# A Whippersnapper



## Graybeard (Jun 30, 2020)

When I came out the back door today this is what I found laying against the house.




It stayed there as I mowed. Later I saw it come out of our shed and crawl into flowers along side of that.





Mamma must have come along and lead it off because it was gone when I finished mowing and put the tractor in the shed. Great Day.

Reactions: Like 6 | Great Post 1 | Way Cool 4


----------



## woodtickgreg (Jun 30, 2020)

That's awesome! I never tire of seeing them.

Reactions: Agree 3


----------



## Graybeard (Jul 1, 2020)

Early this morning I saw it with it's mama. Later in the day when I drove by a brush pile it jumped up and took off across the field. Getting independent. Swear it grew an inch. Wonder how it got hurt just above it's hoof?
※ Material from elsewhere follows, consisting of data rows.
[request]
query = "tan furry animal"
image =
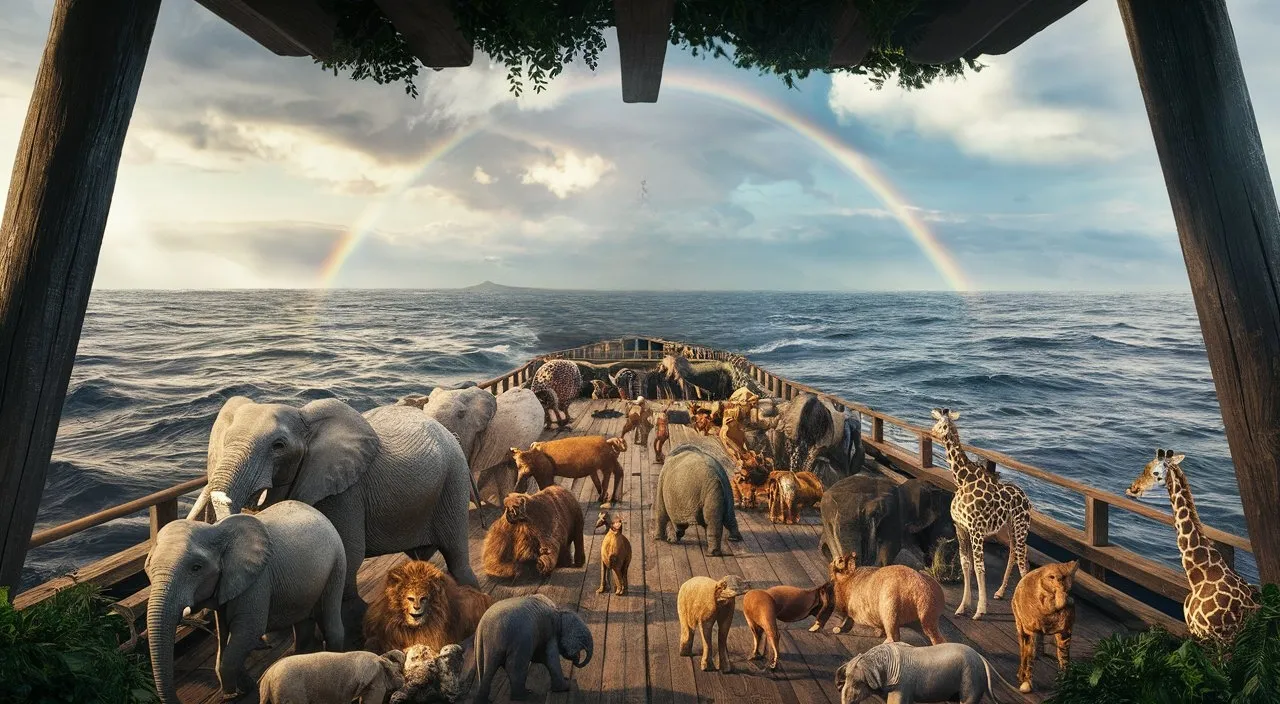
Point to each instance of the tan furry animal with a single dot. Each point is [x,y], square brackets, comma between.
[702,604]
[615,556]
[1043,606]
[662,434]
[603,389]
[763,608]
[752,478]
[732,435]
[423,606]
[790,492]
[594,456]
[638,420]
[535,529]
[332,677]
[886,598]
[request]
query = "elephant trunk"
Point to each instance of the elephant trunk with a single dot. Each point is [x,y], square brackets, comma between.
[163,615]
[585,657]
[197,512]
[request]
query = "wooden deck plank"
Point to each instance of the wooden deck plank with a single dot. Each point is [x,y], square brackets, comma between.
[638,636]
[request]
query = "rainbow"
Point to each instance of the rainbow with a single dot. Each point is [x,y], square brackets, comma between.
[856,164]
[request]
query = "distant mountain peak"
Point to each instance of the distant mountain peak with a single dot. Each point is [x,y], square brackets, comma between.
[487,286]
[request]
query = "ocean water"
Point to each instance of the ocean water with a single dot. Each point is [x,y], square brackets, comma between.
[1083,385]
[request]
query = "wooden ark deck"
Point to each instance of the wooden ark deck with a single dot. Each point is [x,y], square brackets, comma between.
[636,636]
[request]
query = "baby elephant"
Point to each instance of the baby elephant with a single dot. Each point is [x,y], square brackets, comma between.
[332,677]
[517,631]
[702,604]
[905,673]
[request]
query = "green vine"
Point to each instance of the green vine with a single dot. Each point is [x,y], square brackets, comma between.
[536,39]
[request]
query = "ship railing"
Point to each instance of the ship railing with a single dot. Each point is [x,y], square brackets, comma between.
[1107,568]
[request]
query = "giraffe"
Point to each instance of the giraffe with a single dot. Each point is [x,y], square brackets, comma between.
[1219,599]
[982,507]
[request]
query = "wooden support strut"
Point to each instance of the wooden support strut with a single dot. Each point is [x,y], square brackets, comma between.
[644,28]
[59,197]
[1225,210]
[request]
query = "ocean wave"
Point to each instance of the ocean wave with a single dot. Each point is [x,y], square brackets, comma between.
[1079,385]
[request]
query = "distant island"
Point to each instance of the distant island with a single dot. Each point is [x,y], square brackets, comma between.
[489,287]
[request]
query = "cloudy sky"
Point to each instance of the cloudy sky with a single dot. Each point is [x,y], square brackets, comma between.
[245,169]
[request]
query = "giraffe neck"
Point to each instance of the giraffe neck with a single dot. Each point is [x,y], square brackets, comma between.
[965,470]
[1196,549]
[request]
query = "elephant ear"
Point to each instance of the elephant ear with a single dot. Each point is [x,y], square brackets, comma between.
[341,444]
[243,553]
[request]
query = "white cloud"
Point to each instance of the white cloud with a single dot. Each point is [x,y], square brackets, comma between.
[568,173]
[987,114]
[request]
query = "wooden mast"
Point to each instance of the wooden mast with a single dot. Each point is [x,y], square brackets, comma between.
[63,178]
[1229,227]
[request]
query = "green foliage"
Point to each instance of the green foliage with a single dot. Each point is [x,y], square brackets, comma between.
[1156,667]
[536,39]
[67,649]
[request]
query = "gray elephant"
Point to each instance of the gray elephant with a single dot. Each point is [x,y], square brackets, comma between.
[905,673]
[391,480]
[465,411]
[517,631]
[332,677]
[876,519]
[693,488]
[264,572]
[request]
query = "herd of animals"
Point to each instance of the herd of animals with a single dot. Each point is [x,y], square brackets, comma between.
[298,497]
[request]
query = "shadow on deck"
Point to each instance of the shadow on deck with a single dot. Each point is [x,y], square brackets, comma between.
[636,636]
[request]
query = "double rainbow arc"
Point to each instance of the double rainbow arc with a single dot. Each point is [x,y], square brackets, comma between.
[849,159]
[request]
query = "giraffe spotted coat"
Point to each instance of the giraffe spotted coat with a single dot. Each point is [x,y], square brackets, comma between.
[565,380]
[982,507]
[1219,599]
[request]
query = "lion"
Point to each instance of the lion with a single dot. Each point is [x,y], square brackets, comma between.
[535,529]
[423,606]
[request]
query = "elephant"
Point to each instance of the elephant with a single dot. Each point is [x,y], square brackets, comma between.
[517,631]
[876,519]
[812,435]
[693,488]
[466,412]
[391,480]
[906,673]
[273,570]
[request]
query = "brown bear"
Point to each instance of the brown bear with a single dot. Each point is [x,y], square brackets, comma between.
[535,529]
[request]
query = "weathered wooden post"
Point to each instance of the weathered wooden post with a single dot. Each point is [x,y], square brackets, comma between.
[63,179]
[1225,209]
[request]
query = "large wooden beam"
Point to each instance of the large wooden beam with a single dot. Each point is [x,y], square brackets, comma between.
[252,26]
[63,179]
[644,31]
[306,24]
[954,33]
[1225,209]
[1024,24]
[849,37]
[432,31]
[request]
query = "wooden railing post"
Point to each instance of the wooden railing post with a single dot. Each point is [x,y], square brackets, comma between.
[1096,531]
[1228,553]
[161,515]
[51,232]
[926,451]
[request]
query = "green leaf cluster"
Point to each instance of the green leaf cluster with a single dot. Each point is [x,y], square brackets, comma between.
[1156,667]
[67,649]
[536,39]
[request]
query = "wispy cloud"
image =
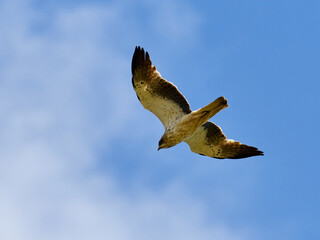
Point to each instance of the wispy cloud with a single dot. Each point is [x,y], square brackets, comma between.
[64,88]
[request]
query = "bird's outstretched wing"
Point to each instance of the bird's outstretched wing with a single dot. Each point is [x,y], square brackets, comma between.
[209,140]
[155,93]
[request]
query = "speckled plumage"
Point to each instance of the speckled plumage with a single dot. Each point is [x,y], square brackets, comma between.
[181,124]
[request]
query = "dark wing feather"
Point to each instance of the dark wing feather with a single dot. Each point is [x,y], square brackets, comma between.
[209,140]
[155,93]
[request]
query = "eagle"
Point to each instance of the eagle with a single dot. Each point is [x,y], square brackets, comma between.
[181,124]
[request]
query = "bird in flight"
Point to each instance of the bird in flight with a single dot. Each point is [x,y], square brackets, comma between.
[181,124]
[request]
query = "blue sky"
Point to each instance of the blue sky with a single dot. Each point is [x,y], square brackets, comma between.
[78,152]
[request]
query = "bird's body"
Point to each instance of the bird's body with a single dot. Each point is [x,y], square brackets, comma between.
[181,124]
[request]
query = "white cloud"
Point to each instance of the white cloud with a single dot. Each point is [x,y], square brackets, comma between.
[51,122]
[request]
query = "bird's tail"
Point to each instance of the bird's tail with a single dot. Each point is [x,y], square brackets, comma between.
[213,108]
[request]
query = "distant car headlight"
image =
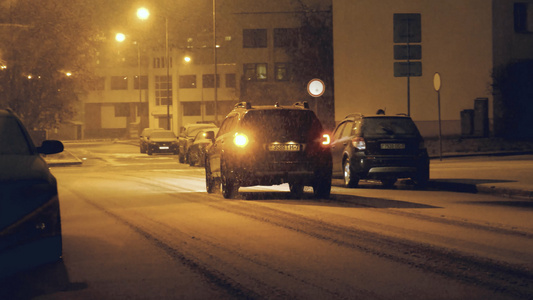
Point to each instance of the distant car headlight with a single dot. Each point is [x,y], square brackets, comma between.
[240,140]
[326,139]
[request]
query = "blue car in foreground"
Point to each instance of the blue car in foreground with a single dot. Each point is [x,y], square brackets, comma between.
[30,223]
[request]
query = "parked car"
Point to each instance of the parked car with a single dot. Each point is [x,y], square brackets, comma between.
[196,152]
[379,147]
[162,141]
[143,138]
[269,145]
[187,136]
[30,223]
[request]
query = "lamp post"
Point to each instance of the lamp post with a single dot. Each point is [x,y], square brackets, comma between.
[215,58]
[143,14]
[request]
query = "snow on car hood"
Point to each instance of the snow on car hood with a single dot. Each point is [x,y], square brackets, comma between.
[23,167]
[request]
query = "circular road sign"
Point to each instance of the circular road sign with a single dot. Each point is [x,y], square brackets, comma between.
[316,87]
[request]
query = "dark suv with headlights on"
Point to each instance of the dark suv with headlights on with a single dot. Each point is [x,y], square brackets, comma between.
[162,141]
[30,223]
[269,145]
[379,147]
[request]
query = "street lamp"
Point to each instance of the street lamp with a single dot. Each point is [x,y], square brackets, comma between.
[215,58]
[144,14]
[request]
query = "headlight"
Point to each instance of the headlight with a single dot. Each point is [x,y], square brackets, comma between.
[240,140]
[326,139]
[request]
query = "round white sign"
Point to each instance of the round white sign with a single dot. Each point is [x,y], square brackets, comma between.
[316,87]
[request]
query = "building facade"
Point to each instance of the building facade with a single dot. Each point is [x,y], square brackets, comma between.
[463,41]
[251,65]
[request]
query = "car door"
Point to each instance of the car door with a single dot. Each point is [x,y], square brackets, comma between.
[337,148]
[215,151]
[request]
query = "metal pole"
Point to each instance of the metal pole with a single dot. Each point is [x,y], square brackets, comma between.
[440,126]
[408,73]
[215,58]
[169,82]
[140,92]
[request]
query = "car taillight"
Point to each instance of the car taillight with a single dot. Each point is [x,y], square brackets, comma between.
[326,139]
[359,143]
[240,140]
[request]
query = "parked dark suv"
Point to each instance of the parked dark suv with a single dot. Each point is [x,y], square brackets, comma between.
[379,147]
[269,145]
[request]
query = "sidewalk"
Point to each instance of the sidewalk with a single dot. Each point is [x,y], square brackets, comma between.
[503,173]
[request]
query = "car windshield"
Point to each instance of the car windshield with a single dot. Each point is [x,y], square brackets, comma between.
[13,141]
[283,125]
[382,126]
[163,135]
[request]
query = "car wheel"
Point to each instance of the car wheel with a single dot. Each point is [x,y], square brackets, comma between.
[388,182]
[350,179]
[322,184]
[210,182]
[228,186]
[297,189]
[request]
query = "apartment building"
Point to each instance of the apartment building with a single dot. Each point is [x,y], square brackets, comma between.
[133,91]
[464,41]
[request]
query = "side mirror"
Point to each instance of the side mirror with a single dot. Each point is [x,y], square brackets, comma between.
[210,135]
[50,147]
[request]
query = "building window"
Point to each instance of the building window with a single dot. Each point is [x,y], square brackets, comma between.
[231,82]
[523,17]
[159,62]
[208,81]
[163,90]
[223,107]
[282,72]
[144,82]
[98,84]
[119,82]
[187,81]
[192,108]
[122,110]
[254,38]
[285,37]
[255,72]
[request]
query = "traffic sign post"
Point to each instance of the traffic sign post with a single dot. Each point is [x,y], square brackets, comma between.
[437,85]
[407,30]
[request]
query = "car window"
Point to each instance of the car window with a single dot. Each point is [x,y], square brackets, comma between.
[283,124]
[379,126]
[338,131]
[163,135]
[227,125]
[194,131]
[347,129]
[12,138]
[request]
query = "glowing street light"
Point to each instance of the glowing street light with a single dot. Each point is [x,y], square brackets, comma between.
[120,37]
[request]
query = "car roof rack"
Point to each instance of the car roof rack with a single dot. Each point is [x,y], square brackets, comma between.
[354,115]
[303,104]
[244,104]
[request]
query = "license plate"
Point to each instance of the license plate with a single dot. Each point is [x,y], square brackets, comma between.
[284,147]
[392,146]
Helps ID her anyway.

Reactions: Like 1


----------



## Mr. Peet (Jul 3, 2020)

We have a doe nursing 3 fawns and a bear with 4 cubs. They visit the same trees so only a matter of time before they meet, or meat..?..

Reactions: Like 1


----------



## DLJeffs (Jul 20, 2020)

We have plenty deer around here. For most of us they're a love / hate relationship. We love seeing them but we hate that they destroy most of our landscaping. Even "deer resistant plants" get ruined. The fawns don't know any better and sample everything. Came across this newborn a few weeks ago, still wobbly on its legs.

Reactions: Like 2 | Way Cool 2


----------